Lin Mai, service technician in Brooklyn, comes to Propel from Guangzhou in southern China on the Pearl River. Even though New York is big and historical by U.S. standards, Guangzhou (also known as Canton) is 2,000 years older and 2.5 times as large.
Preparing for a personal touring adventure on China’s longest road route (National Highway 318, from Chengdu in Sichuan, to Lhasa in Tibet!) sparked his interest in bike maintenance.
Now that he’s in New York, Lin rides an immaculate Brompton. His meticulous attention to detail and safety make him just the right person to ask about bike maintenance tips!
Nora: Lin, what do you think are the most important things for Propel customers to know about maintaining their bikes?
Lin: It will be helpful for our customers (and their bikes!) to remember the three most important tips using the letters “ABC”:
A is for Air pressure
Proper air pressure will make your riding experience more comfortable and also extend your tire life.
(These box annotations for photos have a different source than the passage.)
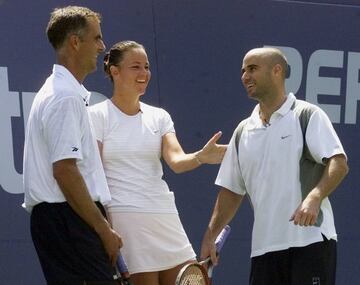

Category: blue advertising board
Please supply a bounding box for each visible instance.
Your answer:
[0,0,360,285]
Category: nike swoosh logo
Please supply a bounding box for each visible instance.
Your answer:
[281,135,291,140]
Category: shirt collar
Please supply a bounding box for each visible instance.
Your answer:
[53,64,91,106]
[247,92,296,129]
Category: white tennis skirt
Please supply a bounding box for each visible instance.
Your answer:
[109,212,196,274]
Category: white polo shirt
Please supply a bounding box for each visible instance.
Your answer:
[23,64,110,211]
[215,93,345,257]
[90,100,177,213]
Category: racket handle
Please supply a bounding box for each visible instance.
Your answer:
[215,225,231,253]
[116,253,130,279]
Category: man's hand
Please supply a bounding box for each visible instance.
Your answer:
[95,224,123,266]
[290,193,321,227]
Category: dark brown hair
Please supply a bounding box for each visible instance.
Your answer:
[46,6,101,50]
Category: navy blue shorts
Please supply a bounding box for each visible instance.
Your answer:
[249,237,336,285]
[31,203,118,285]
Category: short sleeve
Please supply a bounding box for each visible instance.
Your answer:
[160,109,175,136]
[306,108,346,163]
[215,129,246,195]
[42,97,83,163]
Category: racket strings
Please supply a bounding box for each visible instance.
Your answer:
[179,264,208,285]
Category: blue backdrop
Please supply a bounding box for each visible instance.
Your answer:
[0,0,360,285]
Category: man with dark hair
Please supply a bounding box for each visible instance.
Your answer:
[24,6,122,284]
[201,48,348,285]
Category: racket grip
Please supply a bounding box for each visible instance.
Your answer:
[215,225,231,253]
[116,253,130,279]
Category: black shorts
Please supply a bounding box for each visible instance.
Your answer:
[249,237,336,285]
[31,203,118,285]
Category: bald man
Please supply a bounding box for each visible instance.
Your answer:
[201,47,348,285]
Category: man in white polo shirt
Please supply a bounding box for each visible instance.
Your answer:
[201,48,348,285]
[23,6,122,285]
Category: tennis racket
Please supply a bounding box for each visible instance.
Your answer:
[175,225,231,285]
[116,253,132,285]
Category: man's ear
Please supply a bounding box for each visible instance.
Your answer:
[68,34,81,51]
[110,65,119,77]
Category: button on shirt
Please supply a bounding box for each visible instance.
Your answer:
[215,93,345,256]
[23,65,111,211]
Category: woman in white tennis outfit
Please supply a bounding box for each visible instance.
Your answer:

How do you know the proper air pressure? Check the sidewall of the tire! It is marked to show the maximum and minimum air pressure. For comfortable riding on New York City streets, for example, we generally recommend keeping the pressure about 10psi less than the max pressure (0.6 BAR).
B is for Brakes
Before you ride, squeeze the brakes and see how they feel. Does it feel like you are squeezing it too far compared to normal? When you start to ride, do the brakes feel too “soft”? If either of these is the case, then it’s time to have your brakes and brake pads checked.
C is for Chain
A dry chain is a bad chain! Keeping your chain lubricated will make your bike run much more smoothly. After you lubricate, use a rag to clean the surface of the chain, or else your oily chain will attract mud and dust.
Nora: Super useful! Are there any special tips for winter bike maintenance?
Lin: My tip for winter riders is that the salt used to melt the snow on streets is very bad for steel, particularly the chain. If you are riding on salty streets, please clean and lubricate your chain often, and other parts of the bike, too. It can’t hurt.
So that’s it, simple as ABC, 123!
Sidenote: When your bike is in Lin’s stand, rest assured that in addition to good service, it’s getting to hear some of the coolest music you’ve ever heard of.